At the time, Dr. Gruenstern was working in a conventional veterinary clinic, but soon after she set up her own solo integrative practice. She attended a Western herbal seminar by master herbalist Greg Tilford, author of Herbs for Pets: The Natural Way to Enhance Your Pet’s Life. She also traveled to Massachusetts to learn from Dr. Susan Wynn and Dr. Steve Marsden, who introduced her to Chinese herbs.

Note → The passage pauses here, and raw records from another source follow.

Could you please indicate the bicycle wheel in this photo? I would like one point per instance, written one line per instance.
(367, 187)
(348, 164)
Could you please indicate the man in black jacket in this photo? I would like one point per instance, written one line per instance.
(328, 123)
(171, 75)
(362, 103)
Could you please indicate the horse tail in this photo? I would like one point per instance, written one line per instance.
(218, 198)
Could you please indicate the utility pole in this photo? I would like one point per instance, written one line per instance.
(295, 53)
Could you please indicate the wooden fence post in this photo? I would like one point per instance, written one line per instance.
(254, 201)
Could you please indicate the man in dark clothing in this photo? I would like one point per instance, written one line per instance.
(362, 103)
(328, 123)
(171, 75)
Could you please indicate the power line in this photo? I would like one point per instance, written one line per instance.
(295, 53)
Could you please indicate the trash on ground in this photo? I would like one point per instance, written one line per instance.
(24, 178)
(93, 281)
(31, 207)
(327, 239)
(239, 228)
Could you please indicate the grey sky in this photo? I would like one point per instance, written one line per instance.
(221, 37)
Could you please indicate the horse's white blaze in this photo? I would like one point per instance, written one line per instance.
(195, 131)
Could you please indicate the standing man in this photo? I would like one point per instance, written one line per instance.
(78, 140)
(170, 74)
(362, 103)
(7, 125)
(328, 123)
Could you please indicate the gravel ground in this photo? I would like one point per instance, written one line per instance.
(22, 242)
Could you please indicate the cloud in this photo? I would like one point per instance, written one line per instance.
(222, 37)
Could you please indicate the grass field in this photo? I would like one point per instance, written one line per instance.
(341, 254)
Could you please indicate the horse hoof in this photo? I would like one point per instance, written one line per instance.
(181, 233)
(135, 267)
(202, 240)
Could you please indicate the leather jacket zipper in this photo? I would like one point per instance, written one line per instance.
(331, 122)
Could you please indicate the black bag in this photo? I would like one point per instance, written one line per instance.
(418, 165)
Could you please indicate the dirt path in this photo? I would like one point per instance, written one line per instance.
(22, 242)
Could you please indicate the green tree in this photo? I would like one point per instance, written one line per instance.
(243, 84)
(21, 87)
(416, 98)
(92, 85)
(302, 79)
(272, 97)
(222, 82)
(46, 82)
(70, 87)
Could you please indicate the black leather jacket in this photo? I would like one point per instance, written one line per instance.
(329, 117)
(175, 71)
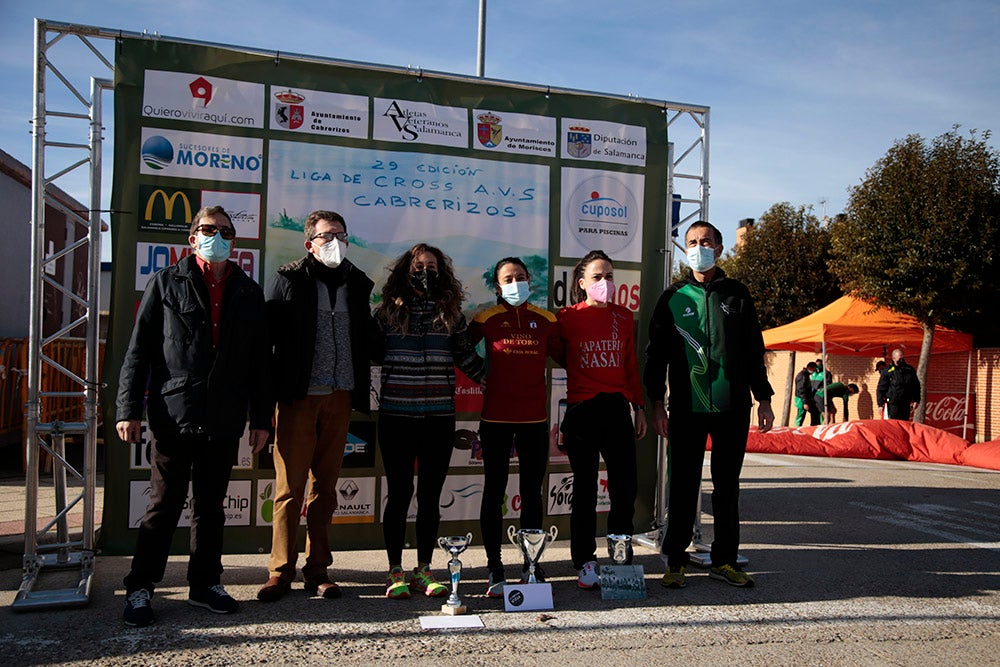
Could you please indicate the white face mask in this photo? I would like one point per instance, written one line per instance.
(700, 258)
(515, 293)
(332, 253)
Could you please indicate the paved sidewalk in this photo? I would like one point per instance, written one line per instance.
(857, 562)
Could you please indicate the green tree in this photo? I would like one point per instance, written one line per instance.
(783, 262)
(921, 233)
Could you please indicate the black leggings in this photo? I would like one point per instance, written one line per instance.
(426, 441)
(600, 427)
(532, 443)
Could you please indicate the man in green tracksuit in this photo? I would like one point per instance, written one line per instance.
(705, 341)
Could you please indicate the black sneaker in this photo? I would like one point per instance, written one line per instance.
(138, 611)
(539, 574)
(215, 599)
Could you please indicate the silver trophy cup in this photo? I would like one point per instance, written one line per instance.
(620, 548)
(454, 545)
(532, 543)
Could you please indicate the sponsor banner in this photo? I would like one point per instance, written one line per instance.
(461, 498)
(316, 112)
(211, 157)
(142, 451)
(627, 284)
(560, 495)
(243, 209)
(355, 500)
(151, 257)
(507, 132)
(468, 394)
(236, 503)
(601, 210)
(166, 209)
(557, 409)
(202, 99)
(947, 412)
(468, 450)
(601, 141)
(264, 514)
(420, 123)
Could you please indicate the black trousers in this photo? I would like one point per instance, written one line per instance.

Next, around 2008, she received her acupuncture certification at the Chi Institute from Dr. Xie, who introduced her to the concept of damp heat. There she learned that antibiotics clear the heat, but not the damp, and it was an “Aha moment” for her, because she realized that’s why urinary tract infections always seem to recur.

Dr. Gruenstern also attended one of my seminars on raw diets for pets. She recalled that I gave her a picture of the inside of a cat’s mouth to emphasize the fact that cats are designed by nature to be carnivores. She’s now passionate about raw feeding.

Dr. Gruenstern feels that her clients have evolved with her at her practice in Muskego, which is a very small and conservative community. In fact, she received the 2013 Muskego Business of the Year award! She says she applauds her clients for grasping the whole concept of integrative veterinary care. She thinks it’s rather amazing for such a small town to embrace holistic techniques.

Many Thanks to Today’s Inspirational Healers!

I want to sincerely thank to Dr. Victoria Farthing, Dr. Marlice Vonck, and Dr. Jodie Gruenstern for chatting with me today about their passion for holistic and integrative veterinary medicine and their dedication to animal wellness.